A similarly intriguing but controversial talk was by Johanna Nichols presenting work arguing for ancient migrations of a population in eastern Eurasia (the ‘Pacific Rim') westwards, influencing every other language family in Eurasia. She presented striking correlations between various typological properties and longitude - the further east you go in Eurasia, the more likely that you have a particular structure. However, these correlations may arise in some cases from non-independence of related languages: you can get a correlation between Indo-European properties and longitude, for example, if you are not controlling for language relatedness (or perhaps even if you are, given that Indo-European properties can travel by local instances of language contact such as with Basque, Dravidian and Finno-Ugric). As with David Gil’s talk, I see her ideas as ideas to work on and test more rigorously, although intriguing in the hypothesis put forward.
Russell Gray gave the closing talk, ‘Think Big! The Bright Future of Linguistics.’ In it he described methods of dating the spread of Indo-European, after the renewed discussion in two papers published in Nature and Language in January, and new possible explanations for patterns of language diversity in Australia. He announced plans at his new institute in Jena to build large databases of vocabulary and language structures (the plan is to code 3000 languages for 200 structural properties), under the general name ‘GlottoBank’. He challenged the audience to think of the ‘Hilbert problems’ of linguistics (after the mathematician David Hilbert, and the non-related linguist Martin Hilpert who presented at the SLE on this topic, covered by Hedvig here); and covered other exciting projects such as fieldwork in Vanuatu and incipient work on the question of why some places in the world are more linguistically diverse than others. He also announced the completion of two new databases, one on Pacific religions, and one on cultural traits in 1300 populations worldwide, which will be online later this month.
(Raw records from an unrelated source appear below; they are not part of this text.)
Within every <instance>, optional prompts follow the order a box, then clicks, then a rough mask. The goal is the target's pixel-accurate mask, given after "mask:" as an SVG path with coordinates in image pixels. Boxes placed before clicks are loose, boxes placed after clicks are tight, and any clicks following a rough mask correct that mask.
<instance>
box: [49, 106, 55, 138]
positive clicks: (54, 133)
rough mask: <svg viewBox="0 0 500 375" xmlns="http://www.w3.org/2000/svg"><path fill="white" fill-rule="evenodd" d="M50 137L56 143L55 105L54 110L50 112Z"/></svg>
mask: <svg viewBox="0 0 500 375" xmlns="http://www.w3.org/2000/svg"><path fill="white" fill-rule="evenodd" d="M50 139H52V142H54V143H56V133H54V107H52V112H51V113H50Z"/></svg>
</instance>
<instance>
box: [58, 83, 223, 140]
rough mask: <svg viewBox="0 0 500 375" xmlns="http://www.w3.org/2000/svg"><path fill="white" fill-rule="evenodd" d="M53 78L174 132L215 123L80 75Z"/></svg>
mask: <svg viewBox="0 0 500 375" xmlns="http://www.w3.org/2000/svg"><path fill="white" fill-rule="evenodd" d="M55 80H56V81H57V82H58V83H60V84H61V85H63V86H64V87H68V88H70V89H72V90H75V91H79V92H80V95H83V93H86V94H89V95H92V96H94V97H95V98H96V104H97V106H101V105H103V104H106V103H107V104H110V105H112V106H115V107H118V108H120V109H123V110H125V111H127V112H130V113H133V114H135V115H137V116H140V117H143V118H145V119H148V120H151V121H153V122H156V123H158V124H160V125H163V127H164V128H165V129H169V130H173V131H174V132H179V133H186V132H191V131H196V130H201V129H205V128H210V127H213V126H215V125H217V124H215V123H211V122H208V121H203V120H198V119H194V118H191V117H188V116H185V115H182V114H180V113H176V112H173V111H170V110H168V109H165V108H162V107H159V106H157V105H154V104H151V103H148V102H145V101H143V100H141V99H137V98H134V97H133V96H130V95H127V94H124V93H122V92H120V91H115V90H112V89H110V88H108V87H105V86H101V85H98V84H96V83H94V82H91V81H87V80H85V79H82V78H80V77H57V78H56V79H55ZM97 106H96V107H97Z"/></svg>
Three days ago there happened to be an opinion piece in the New York Times that gives a depressing picture of what academic conferences in the humanities are often like. This conference was the exact opposite of everything that it lists. Rooms were routinely packed, with people standing outside the door or sitting on steps, every seat filled. Talks were clear and well presented (talks by Brigitte Pakendorf, Östen Dahl and David Gil were entertaining in particular). Many people said that the atmosphere was like a reunion or a family gathering, and the discussions outside of talks were stimulating as well. This may partly be because of the unusual context of the conference, but it is also because comparative linguistics has grown into an exciting field, with much of the current trend towards collaboration and building large databases inspired by the Linguistics department in Leipzig. Farewell and thank you to them!